Most Canadians consider themselves middle class even if they are not. Working-class people want to fool themselves into thinking their socioeconomic situation is better than it actually is, and upper-class people want to fool everyone else into thinking the wealthy are just like everyone else, working hard to pay the bills.
Many Canadians in similar financial situations as my peers consider themselves middle class, even though their annual incomes are tens of thousands of dollars lower than the incomes of the real middle class. When the media interviews typical middle class Canadians, those individuals admit to making a lot more money than many of us ever will, but they grumble that they feel like they are “just getting by” due to mortgages, kids, car payments, etc.
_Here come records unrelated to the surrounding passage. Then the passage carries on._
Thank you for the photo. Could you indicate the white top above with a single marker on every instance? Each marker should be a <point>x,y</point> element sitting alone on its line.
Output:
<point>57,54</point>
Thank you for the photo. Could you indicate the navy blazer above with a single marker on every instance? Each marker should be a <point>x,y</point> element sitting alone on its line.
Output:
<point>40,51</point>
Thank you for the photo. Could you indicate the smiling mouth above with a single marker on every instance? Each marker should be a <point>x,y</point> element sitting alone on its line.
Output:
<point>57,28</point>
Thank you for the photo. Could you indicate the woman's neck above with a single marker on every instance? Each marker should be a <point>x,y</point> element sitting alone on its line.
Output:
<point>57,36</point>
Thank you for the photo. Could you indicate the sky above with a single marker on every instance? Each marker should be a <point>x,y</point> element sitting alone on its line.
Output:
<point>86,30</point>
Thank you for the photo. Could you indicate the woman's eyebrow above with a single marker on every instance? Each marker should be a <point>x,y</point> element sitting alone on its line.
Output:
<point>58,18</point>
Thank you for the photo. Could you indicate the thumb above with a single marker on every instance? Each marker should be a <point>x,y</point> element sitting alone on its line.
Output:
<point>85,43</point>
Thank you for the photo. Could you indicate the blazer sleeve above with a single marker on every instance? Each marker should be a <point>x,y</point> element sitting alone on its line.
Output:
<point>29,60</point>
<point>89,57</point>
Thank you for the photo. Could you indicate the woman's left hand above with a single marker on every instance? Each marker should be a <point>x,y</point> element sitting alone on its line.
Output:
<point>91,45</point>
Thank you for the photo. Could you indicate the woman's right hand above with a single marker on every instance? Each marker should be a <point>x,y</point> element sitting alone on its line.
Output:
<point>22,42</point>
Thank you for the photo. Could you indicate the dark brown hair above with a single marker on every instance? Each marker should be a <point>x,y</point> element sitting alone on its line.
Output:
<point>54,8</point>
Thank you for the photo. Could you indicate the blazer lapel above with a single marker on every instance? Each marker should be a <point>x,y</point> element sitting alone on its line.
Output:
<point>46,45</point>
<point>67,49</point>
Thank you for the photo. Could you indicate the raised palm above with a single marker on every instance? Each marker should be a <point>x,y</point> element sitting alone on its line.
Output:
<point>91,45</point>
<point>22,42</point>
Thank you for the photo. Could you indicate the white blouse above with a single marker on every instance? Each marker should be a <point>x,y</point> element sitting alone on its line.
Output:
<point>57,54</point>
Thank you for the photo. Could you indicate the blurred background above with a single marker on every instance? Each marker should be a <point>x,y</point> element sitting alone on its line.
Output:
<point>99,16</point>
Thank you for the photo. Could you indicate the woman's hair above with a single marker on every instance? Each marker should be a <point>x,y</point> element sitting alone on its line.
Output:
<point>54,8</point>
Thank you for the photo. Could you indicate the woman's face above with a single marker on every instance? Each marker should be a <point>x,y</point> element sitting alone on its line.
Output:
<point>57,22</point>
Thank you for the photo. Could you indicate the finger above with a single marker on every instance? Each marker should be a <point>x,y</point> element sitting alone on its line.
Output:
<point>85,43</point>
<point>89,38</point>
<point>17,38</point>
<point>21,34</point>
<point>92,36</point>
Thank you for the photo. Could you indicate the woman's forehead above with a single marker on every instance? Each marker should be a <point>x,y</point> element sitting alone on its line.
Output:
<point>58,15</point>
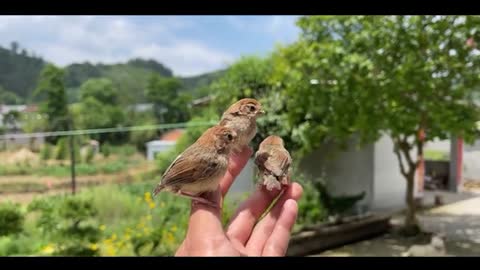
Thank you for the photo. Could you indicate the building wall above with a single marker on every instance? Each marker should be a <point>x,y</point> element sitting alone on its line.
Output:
<point>389,184</point>
<point>245,181</point>
<point>471,157</point>
<point>347,172</point>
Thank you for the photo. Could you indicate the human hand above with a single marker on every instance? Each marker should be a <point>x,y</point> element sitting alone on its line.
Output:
<point>243,236</point>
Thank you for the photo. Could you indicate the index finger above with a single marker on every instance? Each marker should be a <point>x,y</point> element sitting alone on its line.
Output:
<point>236,163</point>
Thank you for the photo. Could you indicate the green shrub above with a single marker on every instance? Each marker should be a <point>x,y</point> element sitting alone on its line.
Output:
<point>105,149</point>
<point>89,155</point>
<point>113,167</point>
<point>61,150</point>
<point>46,151</point>
<point>311,209</point>
<point>11,219</point>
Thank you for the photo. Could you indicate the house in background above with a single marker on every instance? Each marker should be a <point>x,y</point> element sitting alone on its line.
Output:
<point>165,143</point>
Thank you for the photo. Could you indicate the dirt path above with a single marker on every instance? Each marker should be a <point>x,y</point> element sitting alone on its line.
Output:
<point>62,185</point>
<point>459,221</point>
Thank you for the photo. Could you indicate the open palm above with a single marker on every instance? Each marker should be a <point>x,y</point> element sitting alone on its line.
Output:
<point>245,235</point>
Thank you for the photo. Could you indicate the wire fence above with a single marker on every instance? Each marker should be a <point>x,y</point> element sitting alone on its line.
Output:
<point>103,130</point>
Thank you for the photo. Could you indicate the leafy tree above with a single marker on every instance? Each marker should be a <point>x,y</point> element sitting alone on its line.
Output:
<point>7,97</point>
<point>55,104</point>
<point>11,119</point>
<point>404,76</point>
<point>254,77</point>
<point>169,106</point>
<point>19,73</point>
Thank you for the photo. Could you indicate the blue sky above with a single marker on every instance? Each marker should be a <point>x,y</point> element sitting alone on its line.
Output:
<point>189,45</point>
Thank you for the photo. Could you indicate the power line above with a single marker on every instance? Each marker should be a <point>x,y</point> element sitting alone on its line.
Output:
<point>104,130</point>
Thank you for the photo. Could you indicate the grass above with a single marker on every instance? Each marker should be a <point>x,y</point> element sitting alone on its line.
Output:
<point>60,170</point>
<point>436,155</point>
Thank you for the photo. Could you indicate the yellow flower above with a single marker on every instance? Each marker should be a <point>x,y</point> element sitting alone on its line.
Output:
<point>110,251</point>
<point>48,249</point>
<point>94,247</point>
<point>170,238</point>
Am I supposed to feel sympathy for them? Compared to many of my contemporaries, those people are rich and privileged.
We were promised for years that eventually we would get our piece of the pie once the older workers retired. Instead, the older workers stayed on longer than expected, sometimes going back to work while collecting pensions, and then – in many cases – once those workers retired, the jobs were either outsourced, turned into short-term contracts with no benefits, or eliminated altogether.
I’d rather become a champagne socialist than remain a cheap-wine commie for the rest of my life. There is no glory in being underpaid, overstressed and non-unionized. If I somehow eventually land one of those elusive high-paying middle-class jobs, I certainly wouldn’t fritter away my increased income on a big house, new cars, expensive entertainment or on raising children – thus falling back into the trap of “just getting by”. Wealth is wasted on the wealthy.
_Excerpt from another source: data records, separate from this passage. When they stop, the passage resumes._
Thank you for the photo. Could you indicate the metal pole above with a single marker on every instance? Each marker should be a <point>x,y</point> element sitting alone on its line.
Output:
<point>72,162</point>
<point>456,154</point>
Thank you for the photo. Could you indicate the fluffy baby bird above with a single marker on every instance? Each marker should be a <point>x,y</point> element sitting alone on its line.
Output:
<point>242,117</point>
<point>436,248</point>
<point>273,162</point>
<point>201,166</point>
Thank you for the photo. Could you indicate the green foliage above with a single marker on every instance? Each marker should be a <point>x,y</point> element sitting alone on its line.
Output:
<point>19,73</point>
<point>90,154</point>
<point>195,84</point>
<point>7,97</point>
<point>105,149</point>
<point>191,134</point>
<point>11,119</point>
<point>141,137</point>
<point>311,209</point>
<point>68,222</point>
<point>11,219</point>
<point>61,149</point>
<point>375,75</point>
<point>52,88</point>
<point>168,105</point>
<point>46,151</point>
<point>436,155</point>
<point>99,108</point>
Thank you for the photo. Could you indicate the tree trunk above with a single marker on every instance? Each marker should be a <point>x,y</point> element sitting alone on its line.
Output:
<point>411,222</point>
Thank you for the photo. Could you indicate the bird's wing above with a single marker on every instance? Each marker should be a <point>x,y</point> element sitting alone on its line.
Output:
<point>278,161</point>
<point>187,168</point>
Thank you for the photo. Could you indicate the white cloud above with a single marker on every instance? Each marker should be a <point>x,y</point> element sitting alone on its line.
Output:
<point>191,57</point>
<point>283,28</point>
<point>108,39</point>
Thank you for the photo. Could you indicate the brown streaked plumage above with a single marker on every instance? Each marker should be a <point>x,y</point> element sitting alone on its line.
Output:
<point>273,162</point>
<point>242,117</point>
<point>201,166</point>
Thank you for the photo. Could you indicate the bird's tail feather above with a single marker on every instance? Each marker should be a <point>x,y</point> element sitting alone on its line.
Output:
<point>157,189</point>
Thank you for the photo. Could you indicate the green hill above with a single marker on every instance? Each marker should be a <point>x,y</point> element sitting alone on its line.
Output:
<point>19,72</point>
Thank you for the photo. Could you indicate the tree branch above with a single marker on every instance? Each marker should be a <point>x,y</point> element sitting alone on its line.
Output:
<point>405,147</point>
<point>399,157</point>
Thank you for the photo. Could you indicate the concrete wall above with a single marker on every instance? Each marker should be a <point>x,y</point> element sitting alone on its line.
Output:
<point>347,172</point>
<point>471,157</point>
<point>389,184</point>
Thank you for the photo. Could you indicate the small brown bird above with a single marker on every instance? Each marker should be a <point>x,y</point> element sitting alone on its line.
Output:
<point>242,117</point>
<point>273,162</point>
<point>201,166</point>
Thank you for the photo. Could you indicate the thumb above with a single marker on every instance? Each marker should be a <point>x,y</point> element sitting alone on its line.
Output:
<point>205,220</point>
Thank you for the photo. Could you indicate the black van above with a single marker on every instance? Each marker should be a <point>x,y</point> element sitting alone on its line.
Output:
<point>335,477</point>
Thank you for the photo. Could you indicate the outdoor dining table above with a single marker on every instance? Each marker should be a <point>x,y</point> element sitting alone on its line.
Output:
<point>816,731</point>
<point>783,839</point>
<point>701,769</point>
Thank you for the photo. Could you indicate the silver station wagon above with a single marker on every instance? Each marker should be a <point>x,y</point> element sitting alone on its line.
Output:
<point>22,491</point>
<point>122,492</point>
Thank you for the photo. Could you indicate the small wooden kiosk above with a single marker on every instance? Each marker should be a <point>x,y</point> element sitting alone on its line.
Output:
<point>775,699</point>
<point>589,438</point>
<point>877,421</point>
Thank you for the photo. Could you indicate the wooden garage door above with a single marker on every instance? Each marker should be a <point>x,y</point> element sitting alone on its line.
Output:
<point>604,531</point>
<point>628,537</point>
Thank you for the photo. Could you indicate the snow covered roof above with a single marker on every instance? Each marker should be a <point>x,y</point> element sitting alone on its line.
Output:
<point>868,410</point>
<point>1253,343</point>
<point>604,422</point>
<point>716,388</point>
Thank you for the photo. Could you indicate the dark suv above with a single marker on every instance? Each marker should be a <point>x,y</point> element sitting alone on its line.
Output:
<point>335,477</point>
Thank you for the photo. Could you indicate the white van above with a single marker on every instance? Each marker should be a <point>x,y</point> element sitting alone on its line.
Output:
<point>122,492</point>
It raises the question, how do these people get their high-paying middle class jobs in the first place? I don’t mean the lawyerin’, doctorin’ or engineerin’ jobs and such. Obviously, careers like that require specific academic credentials and personality types. In today’s Canada, many such professions are difficult to break into even with the proper qualifications, due to the high applicant-to-job ratio and the extreme cost of starting up one’s own practice. I’m talking about the jobs that only require a well-rounded education, intelligence, flexibility and a good work ethic.
There are a lot of Canadians in those types of jobs, so obviously they had to find them somewhere. Those jobs aren’t often posted online or in the newspaper classified ads, so where do people find them? Career counsellors love telling people to “network, network, network,” but that only works if the people you network with have something to offer. Randomly contacting strangers in high places, hoping for favours, has about as much of a success rate as buying a lottery ticket or breaking into show business. Sometimes cold-calling potential employers or mentors can backfire. Keep in mind that “move to Alberta” is not, and cannot be, the one-size-fits-all solution for the whole country. The Harper-Conservative Economic Action Plan has been a complete fraud and scam.